Maybe someone might recognize this pear. It was sold to me as Patten pear, but I think it’s not. It doesn’t look like the pics of Patten on the USDA site. USDA says Patten is a very late pear. These pears didn’t seem terribly late as I picked them Sept 10 in south central Nebraska and about the same time as some red bartletts (Olympic Giant was picked Oct 1 but that was a few days too late). These pears do not separate from the tree when flipped to a 90 when ripe. Instead, the stem will pull right off the pear and stay on the tree (as you can see from one pear in the pic). I cut the others off with clippers. Wasps and other things were tearing them up, some were quite mushy on top, and not a one was on the ground, and they wouldn’t let go easily from the tree. I didn’t care for them, but possibly because I didn’t get to them in time. If anyone has any ideas what these would be, I would love to hear it. Hoping that the taper on the neck is a give away. Some of these pears had frost rings (as did some of my other varieties).
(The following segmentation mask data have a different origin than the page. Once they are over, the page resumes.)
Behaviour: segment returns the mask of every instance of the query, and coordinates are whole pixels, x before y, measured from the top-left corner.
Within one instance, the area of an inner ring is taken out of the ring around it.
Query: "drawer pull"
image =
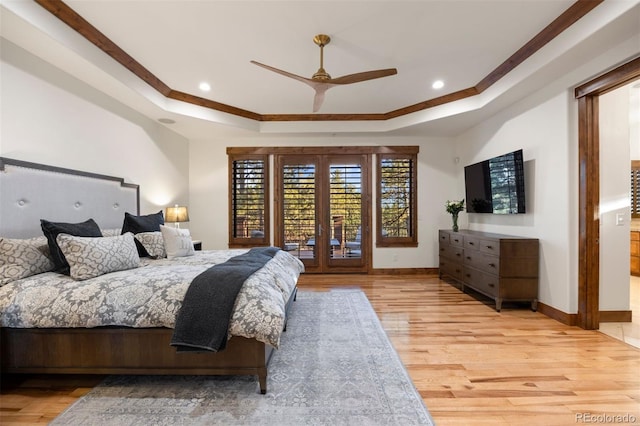
[[[441,248],[440,248],[440,251],[444,251],[444,247],[441,247]]]
[[[454,239],[453,241],[455,241],[455,242],[457,243],[457,242],[459,242],[460,240],[458,240],[458,239],[456,238],[456,239]]]
[[[471,256],[467,256],[467,260],[471,260]]]
[[[469,241],[469,245],[472,246],[474,244],[473,241]]]
[[[495,268],[496,264],[495,263],[490,263],[489,266],[491,266],[492,268]]]
[[[460,253],[456,253],[456,256],[460,257],[460,256],[462,256],[462,255],[461,255]]]
[[[495,284],[491,284],[491,283],[489,283],[489,287],[493,288],[493,287],[495,287],[495,286],[496,286]]]
[[[487,246],[489,250],[493,250],[493,246]]]
[[[471,278],[471,274],[465,274],[467,278]]]

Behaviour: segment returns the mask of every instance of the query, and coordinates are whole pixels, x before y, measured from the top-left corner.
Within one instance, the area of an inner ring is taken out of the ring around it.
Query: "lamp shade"
[[[185,206],[175,205],[173,207],[167,207],[167,211],[164,215],[165,222],[189,222],[189,211]]]

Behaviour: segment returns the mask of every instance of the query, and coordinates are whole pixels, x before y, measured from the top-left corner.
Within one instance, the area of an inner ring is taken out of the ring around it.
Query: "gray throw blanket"
[[[277,247],[256,247],[196,276],[176,317],[171,345],[178,352],[221,351],[236,297],[249,276],[276,255]]]

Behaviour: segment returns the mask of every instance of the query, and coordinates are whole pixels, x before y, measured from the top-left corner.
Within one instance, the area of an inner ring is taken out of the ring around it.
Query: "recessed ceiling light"
[[[444,87],[444,81],[436,80],[436,81],[433,82],[431,87],[433,87],[434,89],[442,89]]]
[[[203,92],[208,92],[209,90],[211,90],[211,85],[205,81],[203,81],[202,83],[200,83],[200,85],[198,86],[200,88],[200,90],[202,90]]]
[[[158,118],[158,121],[164,124],[174,124],[176,122],[176,120],[170,118]]]

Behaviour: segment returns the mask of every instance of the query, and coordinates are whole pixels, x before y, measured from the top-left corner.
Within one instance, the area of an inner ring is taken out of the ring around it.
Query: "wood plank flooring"
[[[437,276],[300,279],[307,291],[341,287],[367,294],[437,425],[640,424],[640,349],[526,304],[498,313]],[[3,377],[0,423],[46,423],[100,380]]]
As your aware thats not patten.
Patten (PI 541241). -Originated in Charles City, Iowa, by the late C.G. Patten. Named and Introduced in 1922 by H.L. Lantz, Iowa State College. Orel 15 x Anjou; selected probably about 1915. Fruit: large; juicy; if picked 7 to 10 days before maturity, it ripens well and has excellent quality for dessert; fair as a canned product. Tree: among the hardiest of largefruited varieties; valuable only in the colder areas of the Upper Mississippi Valley where Bartlett, Anjou, and other standard varieties cannot be grown; moderately resistant to fire blight. A good variety for the home orchard and for local markets. - Brooks and Olmo Register of Fruit and Nut Varieties
Information obtained here
https://npgsweb.ars-grin.gov/gringlobal/accessiondetail?id=1436177
It appears to be a pear with old home genetics. It looks just like farmingdale i grow but that is highly unlikely since they are ultra rare. Look at the fruit i grew here you would be convinced its yours fooling even experts for decades. The ohxf cross has no farmingdale in it im told after they did genetic testing Growing the Farmingdale pear for seedling rootstocks! - #7 by clarkinks
Most notably the neck of old home and farmingdale are very similar. The graft likely died on that pear and you are growing rootstock fruit.
Thanks! I got two of these trees before I started just grafting most things myself. A little frustrating because with pears, it can take a few years before an error like this is discovered. Issues like this convinced me to just graft things myself. I heavily grafted both of the trees over as frankentrees this spring and they took the euro grafts very well. Hopefully they will be on their way to producing something usable now!
Your right grafting them ourselves is the only way we can ever get the right variety. Take a look at the edmunds pear which i believe is lost to time. Many fruit hunters pick a pear like yours call it the missing variety and begin selling it. Unfortunately many fruits like edmunds are lost to time and they are not coming back without genetic testing and a lot of luck. Genetic testing needs something to go off of in the first place. See the folded neck on edmunds like old home, your mystery pear, farmingdale and countless others.